Sometimes you can deal with this by finding two different ways to compute the output and testing that they always agree. You could write two completely different algorithms, or you can just find ways to tweak the existing one. Eg in a compiler, you can test that turning various optimizations on and off does not affect the output of random programs.

A neat example of this, which I can't remember the source of, is testing DWARF metadata. Compiler optimizations sometimes mess up their provenenance tracking and report the wrong location for variables. It's hard to test that the DWARF metadata is correct but what you can do is take a random program, insert a breakpoint, compile it in debug mode and release mode, run both in a debugger and check that at the breakpoint both versions show the same values for each variable in scope.

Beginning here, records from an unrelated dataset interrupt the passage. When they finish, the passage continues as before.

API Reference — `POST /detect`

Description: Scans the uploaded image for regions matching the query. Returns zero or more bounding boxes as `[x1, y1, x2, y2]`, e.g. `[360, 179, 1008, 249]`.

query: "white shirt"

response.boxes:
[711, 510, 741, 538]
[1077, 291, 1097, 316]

This is similar to metamorphic testing, but we're changing the code being tested rather than the input.


Infrastructure for fuzzing can be tricky. To discover as many bugs as possible it's worth running fuzzers continuously to explore random inputs. But you don't want to do this in CI because the failures will be non-deterministic.

So I like to have a separate server which continually fuzzes the latest master and reports any failures. Periodically I take the corpus from that server and check it in to the repo, so that in CI we can just run that fixed corpus and if it fails we know that it's a regression caused by the latest commit rather than an preexisting bug that has only just been discovered.


Perf tests are hard because performance usually isn't deterministic.

At minimum we want to run benchmarks automatically, either per commit in CI, or daily if the benchmarks take a long time. Record the results in a database somewhere, make a graph that shows results over time, and put it somewhere visible. That way we can see the trend over time and figure out where major regressions happened.

This doesn't prevent the 'death by a thousand cuts' failure mode, where each commit makes perf very slightly worse but the individual effects are lost in the noise. I've seen several projects tackle this by finding something other than time to measure (eg cpu instructions, cache misses) and then working hard to make those measurements deterministic (eg, eg, additional commentary). I haven't done this yet but it seems worth learning how to do.